Nelle scuole a Cormons aule con banchi nuovi

/ Cormons
A Cormons si rientrerà in tutta sicurezza a scuola il prossimo 14 settembre senza la necessità né di separare le classi, né di fare ricorso a lezioni online. Lo annuncia l’amministrazione comunale dopo aver trovato un accordo su questi temi con la dirigenza scolastica dell’Istituto Comprensivo cormonese.
Fitti i colloqui tra le due parti nelle ultime settimane, volti ad arrivare all’obiettivo prefissato, quello cioè di permettere finalmente la ripartenza delle lezioni di elementari e medie a scuola con l’inizio del nuovo anno didattico. E pian piano le due parti sono riuscite a superare tutti gli scogli previsti dalle nuove normative senza giungere a soluzioni drastiche come appunto quella, dai più temuta, di dover separare classi o ancor peggio di dover far svolgere alcune lezioni online da casa. Il problema è stato risolto in due maniere: il distanziamento fisico tra i bambini sarà possibile sia grazie alla presenza di banchi singoli, già acquistati dal Comune in questi ultimi anni nell’ambito di una serie di interventi di riqualificazione sull’edilizia scolastica, sia grazie alla soluzione di collocare le classi più numerose nelle stanze più ampie dell’istituto (diventerà ad esempio a tutti gli effetti aula scolastica la sala Boegan utilizzata solitamente come aula magna della scuola), mentre quelle con i numeri più risicati potranno occupare stanze dalle dimensioni minori.
Insomma, si ottimizzeranno gli spazi esistenti senza fare ricorso nemmeno ad un’altra idea emerse negli ultimi tempi: quella di adibire ad aula scolastica una delle palestre. «Sarebbe stata una soluzione complicata – racconta la vicesindaco e assessore all’Istruzione Antonietta Fazi – perché avrebbe comportato ingenti costi di separazione ed insonorizzazione degli spazi interni alla palestra.
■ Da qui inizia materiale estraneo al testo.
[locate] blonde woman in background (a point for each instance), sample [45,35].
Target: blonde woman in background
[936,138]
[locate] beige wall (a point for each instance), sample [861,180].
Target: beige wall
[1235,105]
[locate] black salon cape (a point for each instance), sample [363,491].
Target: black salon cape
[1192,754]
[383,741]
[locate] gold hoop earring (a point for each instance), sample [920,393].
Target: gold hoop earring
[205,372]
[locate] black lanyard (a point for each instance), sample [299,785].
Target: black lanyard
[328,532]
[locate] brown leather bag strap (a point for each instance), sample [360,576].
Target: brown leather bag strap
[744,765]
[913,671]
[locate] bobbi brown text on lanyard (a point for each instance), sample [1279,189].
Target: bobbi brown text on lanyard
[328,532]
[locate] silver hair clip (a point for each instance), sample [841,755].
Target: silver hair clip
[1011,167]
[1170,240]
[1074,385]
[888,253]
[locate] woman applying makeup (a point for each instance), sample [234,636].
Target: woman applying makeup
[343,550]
Avendo a disposizione, grazie agli investimenti svolti dalla nostra amministrazione in questi anni, arredi scolastici consoni alle necessità di distanziamento sociale con banchi singoli e più stretti, possiamo tenere i ragazzi nelle loro classi senza dividerli in più gruppi, semplicemente dedicando le aule più grandi alle classi più numerose e così poi a scalare con quelle dai numeri meno alti. Non servirà nemmeno cambiare turni degli insegnanti».
«L’unica novità in fase di studio potrebbe essere quella di anticipare leggermente gli orari d’ingresso diversificandoli in modo da evitare assembramenti all’entrata - nota Fazi -. Vogliamo insomma garantire una normale riapertura arrecando meno impatto possibile per bambini e famiglie».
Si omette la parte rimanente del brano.